We need to accept reality, writes Valerie Strauss in her Washington Post blog, Answer Sheet.
The strongest predictor of student success in school has long been family income and parents’ education level. So we can applaud and shower with attention the students and teachers and schools that beat the odds, but it’s a bad idea to pretend that the exceptions are anything but exceptions.
Strauss concedes that schools can “make some difference in some circumstances” for low-income children and shouldn’t “get a pass for failing to try.” But why try very hard if it’s hopeless?
Don’t assume poor children are doomed to fail in school, responds Kevin Carey on The Quick and the Ed. More children are living in poverty in Washington, D.C., but test scores have risen.
The rate of black fourth graders in DC scoring above Basic on the NAEP math exam increased from 45 to 50 percent. For low-income students, the rate increased from 43 to 48 percent. Both increases were statistically significant. For low-income 8th graders, 28 to 34 percent. For black 8th graders, 31 to 36 percent. 4th grade reading? 29 to 35 percent for low-income students, 33 to 37 percent for black students. (8th grade reading scores increased too, although not at statistically significant level.)
In other words, Michelle Rhee said poverty was no excuse for her own performance, and then delivered.
In a TNR Symposium in March, Carey nailed the issue:
Of course hunger, mobility, stress, and poor health are barriers to learning.
But let me put it this way: Say we have a group of low-income minority students with chronic health problems whose parents are unemployed. They can attend one of two schools. The first has crumbling facilities, no coherent curriculum, indifferent leadership, and a poorly trained staff of unmotivated teachers who can never be fired.
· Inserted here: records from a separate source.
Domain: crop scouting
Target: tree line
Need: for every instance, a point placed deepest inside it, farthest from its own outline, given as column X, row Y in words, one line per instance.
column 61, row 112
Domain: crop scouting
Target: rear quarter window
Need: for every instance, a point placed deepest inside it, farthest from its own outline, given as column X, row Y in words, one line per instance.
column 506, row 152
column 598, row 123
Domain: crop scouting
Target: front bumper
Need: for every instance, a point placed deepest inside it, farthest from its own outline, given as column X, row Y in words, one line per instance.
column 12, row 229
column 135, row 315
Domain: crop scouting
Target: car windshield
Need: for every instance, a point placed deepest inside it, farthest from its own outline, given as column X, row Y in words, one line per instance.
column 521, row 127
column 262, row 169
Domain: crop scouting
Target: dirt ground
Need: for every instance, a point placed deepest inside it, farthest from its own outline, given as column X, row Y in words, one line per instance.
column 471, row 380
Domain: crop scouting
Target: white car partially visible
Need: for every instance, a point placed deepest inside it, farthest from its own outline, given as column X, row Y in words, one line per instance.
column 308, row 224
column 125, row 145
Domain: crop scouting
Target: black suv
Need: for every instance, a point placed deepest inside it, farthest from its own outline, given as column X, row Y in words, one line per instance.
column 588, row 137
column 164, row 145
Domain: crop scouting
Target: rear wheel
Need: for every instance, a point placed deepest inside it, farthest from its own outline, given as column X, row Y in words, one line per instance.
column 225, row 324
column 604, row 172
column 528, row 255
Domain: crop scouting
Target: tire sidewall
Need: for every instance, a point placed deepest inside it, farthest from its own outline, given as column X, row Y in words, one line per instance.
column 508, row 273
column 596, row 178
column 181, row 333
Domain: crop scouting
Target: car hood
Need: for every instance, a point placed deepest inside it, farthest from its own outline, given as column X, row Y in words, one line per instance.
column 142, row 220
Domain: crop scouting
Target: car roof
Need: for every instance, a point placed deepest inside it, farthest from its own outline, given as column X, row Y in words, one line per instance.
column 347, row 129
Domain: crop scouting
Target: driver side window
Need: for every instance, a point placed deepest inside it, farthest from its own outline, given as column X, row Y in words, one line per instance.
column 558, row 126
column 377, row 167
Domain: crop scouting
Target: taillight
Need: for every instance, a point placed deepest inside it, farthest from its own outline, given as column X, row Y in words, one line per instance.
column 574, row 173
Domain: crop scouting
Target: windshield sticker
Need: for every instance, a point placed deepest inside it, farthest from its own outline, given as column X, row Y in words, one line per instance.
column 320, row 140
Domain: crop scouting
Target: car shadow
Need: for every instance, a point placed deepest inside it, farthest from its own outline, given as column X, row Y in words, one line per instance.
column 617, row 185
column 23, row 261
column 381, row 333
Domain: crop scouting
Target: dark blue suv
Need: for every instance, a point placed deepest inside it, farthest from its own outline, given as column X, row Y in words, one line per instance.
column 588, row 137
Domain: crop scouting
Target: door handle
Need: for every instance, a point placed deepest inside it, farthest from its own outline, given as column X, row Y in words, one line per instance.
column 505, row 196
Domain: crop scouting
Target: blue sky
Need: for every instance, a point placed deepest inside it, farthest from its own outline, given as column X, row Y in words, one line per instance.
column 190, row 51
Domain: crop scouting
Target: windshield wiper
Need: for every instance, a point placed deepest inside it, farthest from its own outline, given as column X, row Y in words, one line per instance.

We suspect that academic results in this school are very bad, but we don’t know for sure because the only available data comes from the school itself, which reports that students are doing “fine, all things considered.”
The second school has new facilities, a rich curriculum, and a strong principal. Teachers are well-trained and work in a cooperative, mutually supportive environment. Excellent teaching is rewarded, and there is no tolerance for incompetence. Student results on national criterion-referenced tests are reported to the community every year.
Do you care which school those children attend? Or are you indifferent, because the differences between them are “likely to be overwhelmed by the impact of unemployment”?
If poverty is destiny, then schools do get a pass for failure. I have a modest proposal: Any school that can’t make a difference for its students should replace its teachers with aides who can supervise recess, sports, art and music. Let the kids have fun before they start their grim, hopeless adult lives. Give parents who want their children to be educated a voucher good at a no-excuses school that teaches reading, writing, ‘rithmetic, history, science, etc. I’d bet most parents, even low-income, poorly educated parents, would choose a real school.